Os pesquisadores explicam que negar o momento que vivemos e tentar remar na contracorrente do avanço tecnológico é um erro – já cometido no passado, quando uma parte considerável do movimento sanitarista se “absteve de disputar o significado das transformações tecnológicas que vivíamos nos anos 1970, 80 e 90”. A ELA-IA defende a criação de “novas bandeiras” para o movimento sanitarista hoje, com o objetivo de colocar as novas tecnologias a serviço do SUS.

Vianna cita como exemplo o Open Health, proposto pelo ministério da Saúde do governo de Jair Bolsonaro (PL), em que dados acumulados pelo SUS de milhões de pacientes serão oferecidos a operadoras privadas. Com o cruzamento desses dados, essas empresas podem distinguir quais pacientes seriam interessantes para o atendimento, obedecendo aos interesses lucrativos e financeiros de cada instituição. “Quando o ministro lançou esse texto, ele não estava preocupado com o sistema de saúde. Tudo depende da finalidade com que uma tecnologia é lançada ou utilizada. Nesse caso, fica claro que é para uma oportunidade de negócios”, explica Vianna. 

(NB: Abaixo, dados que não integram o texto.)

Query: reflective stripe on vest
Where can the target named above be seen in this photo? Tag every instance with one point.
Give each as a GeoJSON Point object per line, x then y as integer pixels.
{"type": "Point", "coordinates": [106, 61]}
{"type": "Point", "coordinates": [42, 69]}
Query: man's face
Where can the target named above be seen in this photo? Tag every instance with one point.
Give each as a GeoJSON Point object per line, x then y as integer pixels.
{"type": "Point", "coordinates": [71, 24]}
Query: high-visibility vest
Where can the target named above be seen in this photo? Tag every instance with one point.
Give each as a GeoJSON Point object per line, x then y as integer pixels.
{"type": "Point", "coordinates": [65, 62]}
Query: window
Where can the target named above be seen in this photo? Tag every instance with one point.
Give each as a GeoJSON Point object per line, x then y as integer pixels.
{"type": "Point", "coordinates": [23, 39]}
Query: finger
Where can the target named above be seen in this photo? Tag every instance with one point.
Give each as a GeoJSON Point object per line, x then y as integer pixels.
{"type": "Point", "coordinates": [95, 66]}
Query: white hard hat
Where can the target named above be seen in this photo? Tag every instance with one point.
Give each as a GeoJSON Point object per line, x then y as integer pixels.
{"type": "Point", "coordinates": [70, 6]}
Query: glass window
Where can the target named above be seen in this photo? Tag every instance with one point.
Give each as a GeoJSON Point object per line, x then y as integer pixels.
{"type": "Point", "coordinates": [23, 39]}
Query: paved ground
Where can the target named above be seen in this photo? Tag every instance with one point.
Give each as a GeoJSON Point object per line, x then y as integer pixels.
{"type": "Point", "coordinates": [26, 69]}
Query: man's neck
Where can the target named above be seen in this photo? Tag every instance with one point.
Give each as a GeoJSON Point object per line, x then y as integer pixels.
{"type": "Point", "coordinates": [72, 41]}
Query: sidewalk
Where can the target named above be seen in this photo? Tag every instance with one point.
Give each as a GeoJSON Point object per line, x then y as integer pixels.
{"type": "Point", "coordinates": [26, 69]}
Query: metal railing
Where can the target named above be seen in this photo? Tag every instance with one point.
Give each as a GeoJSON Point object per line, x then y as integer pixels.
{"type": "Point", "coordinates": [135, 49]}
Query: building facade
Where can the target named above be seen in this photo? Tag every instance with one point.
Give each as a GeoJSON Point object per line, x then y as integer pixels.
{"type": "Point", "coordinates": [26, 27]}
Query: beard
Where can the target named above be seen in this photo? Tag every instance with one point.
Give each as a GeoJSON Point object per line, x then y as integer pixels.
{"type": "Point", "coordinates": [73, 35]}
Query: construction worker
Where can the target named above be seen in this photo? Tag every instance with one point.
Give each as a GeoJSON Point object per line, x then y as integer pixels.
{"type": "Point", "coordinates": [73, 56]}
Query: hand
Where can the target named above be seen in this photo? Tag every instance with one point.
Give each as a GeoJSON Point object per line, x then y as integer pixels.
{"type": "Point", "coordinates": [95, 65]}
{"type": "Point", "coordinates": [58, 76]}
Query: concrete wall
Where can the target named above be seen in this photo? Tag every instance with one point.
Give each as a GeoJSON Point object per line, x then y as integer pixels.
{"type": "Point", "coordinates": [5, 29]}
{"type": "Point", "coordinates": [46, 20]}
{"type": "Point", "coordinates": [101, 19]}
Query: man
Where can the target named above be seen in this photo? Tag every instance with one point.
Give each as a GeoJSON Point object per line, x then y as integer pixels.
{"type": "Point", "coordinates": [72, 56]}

“Isso diz respeito ao controle e à manipulação de dados das pessoas. Não importa se essas empresas são boas ou ruins. O controle sobre os dados é um direito”, argumenta Poblete. O acúmulo de dados permite o mapeamento de tendências que, em nível extremo e sem controle, pode levar, por exemplo, à discriminação genética. “Isso não é ficção científica, está acontecendo hoje. E precisamos começar a prever esse tipo de problema”, alerta Poblete. 

No caso do Open Health, uma possível consequência do programa seria a proliferação de aplicativos voltados para a atenção primária e vendidos às prefeituras. “Seria substituir um serviço baseado em relações humanas por protocolos de call center”, explica Vianna, que atingirá especialmente pessoas que vivem nas periferias urbanas e em regiões rurais. 

Propostas de regulamentação são necessárias, mas não são suficientes, argumenta Leandro Modolo. “Precisamos de proposições e iniciativas funcionais para a saúde e que sejam em prol do paciente, dos profissionais de saúde e dos cidadãos”, conclui.